All I kept thinking was, "This is going too fast.  I don't even have any laundry done!"  I actually wanted them to stop the labor so that I could go home and prepare the house for the baby. 

When I reached transition, the nurse, who was wonderful, I might add, had the sense to check my dilation and said, "Honey, you're almost there.  You're at 9 cms!"  I was dumbfounded! Hadn't we just started this pitocin drip?  From what I understand, she walked out of the room, then RAN to the nurses' station to call my doctor because I was actually at 10 cms and ready to bring this child out into the world.  She came back in after calling him and said  to me, "Your body is ready and if you'd like to start pushing, that would be okay." My mind went, "DID SHE SAY 'PUSH'?!" and I began pushing immediately.  I hadn't even had the faintest URGE to push up until she said the word, "push".   I began to push with all my might. 

The doctor must've lived close because he made it there in less than 5 minutes.  Ed came back in and a nurse and Ed held my legs up while I pushed. It was the hardest thing I've ever done in my life. I had managed to get her head out of my cervix and into the birth canal on my solo push, but she wasn't out yet, by any means. The doctor felt to see if the umbilical cord was interefering in any way, which it wasn't.  I pushed her head out to her nose, the doctor was happy, she went back in, he wasn't happy.  She came back out with the umbilical cord wrapped around her neck once and on top of her head.  I had always thought that you had one session of pushing, got the head out and before you felt the urge to push again, they turned the baby so that the shoulders could come out, then when you felt the urge to push again, the baby would come out. Not so.  As soon as her head was out, he turned her and ordered me to push some more and she was out in one fell swoop, pretty much.  I began to tear as her head emerged that time. I don't mean, "A little tear," I mean TEAR. The doctor grabbed the scissors and immediately began to cut me upon seeing the severity of the tear.  Erica was born at 10:08 p.m. on Sunday, April 13, 1997.  Just a little over two hours since the pitocin drip had begun. 

As soon as Erica was out, she was put on my chest and I noticed her blue feet.  They were concerned about her body temperature and almost immediately took her away from me to the warmer in the corner. I could vaguely see her, but not enough to keep me from hollering that I wanted my baby.  I delivered the placenta without incident and the doctor began to sew me up.  She weighed 6 lbs 11 ozs and was 19 inches long.  I hate to think what an 8 lb baby would've done to me. 

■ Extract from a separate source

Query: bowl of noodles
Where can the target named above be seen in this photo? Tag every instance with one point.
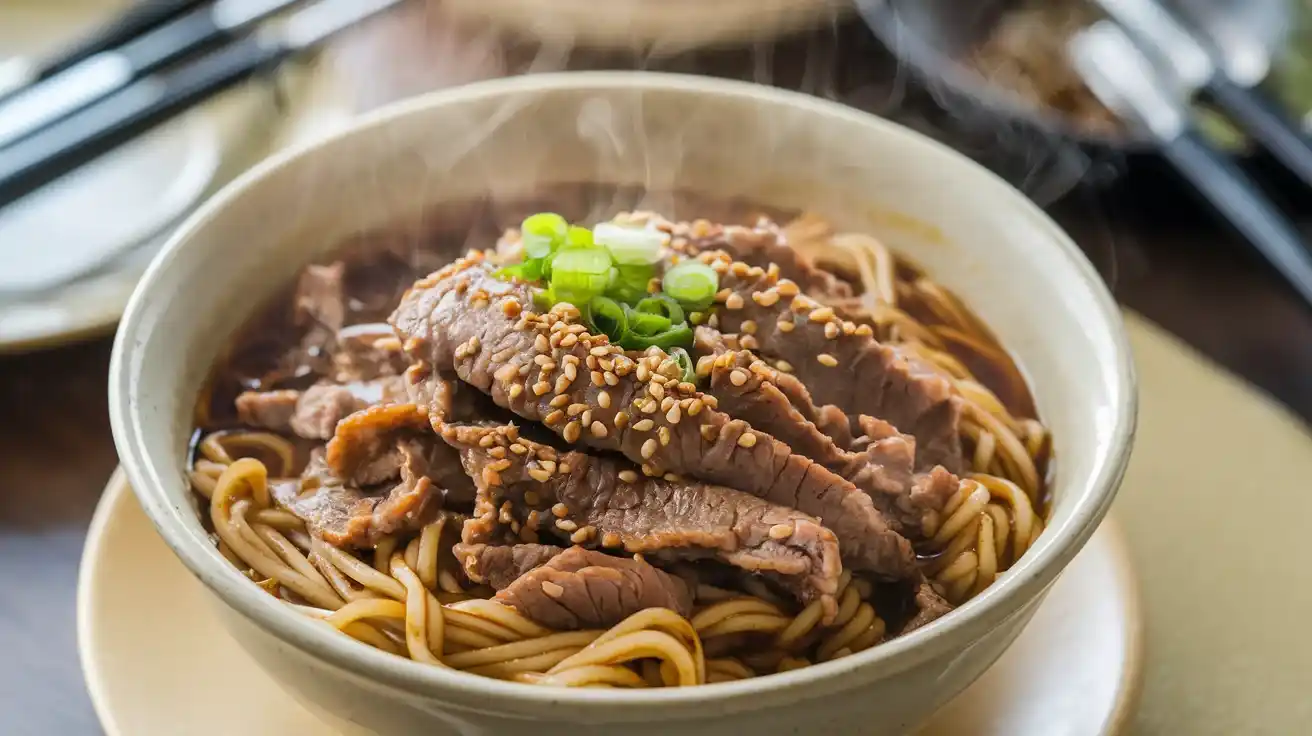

From such a short delivery, I definitely have ONE thing to say: it sure does make a pretty baby.  She wasn't cone-headed or anything like that. Her skin is as pretty as the sunset and she has yet to get a rash.  I know I must be partial, but she's the prettiest baby I've ever seen. 

Erica has changed my life.  I never thought of myself as a "mothering" type.  I knew that instincts would kick in, but it's amazing, the bond between mother and child.  Shortly after her birth, my entire family was in my room and they were passing her around like a sack of potatoes and she was bawling her head off.  I said, "GIVE HER TO ME."  They reluctantly handed her over to me and I looked into her eyes and said, "Hey there, sugarbug," and she just stared back at me, ceasing to cry.  My mom said, "What did you just call her?" I said, "Sugarbug. For nine months, in my womb, I've called her 'sugarbug'.  She thinks it's her name now."  It's incredible how a baby can recognize your voice upon entering the world.

I hope to send some pictures once I get them back from being developed.  I think I'm the happiest person alive.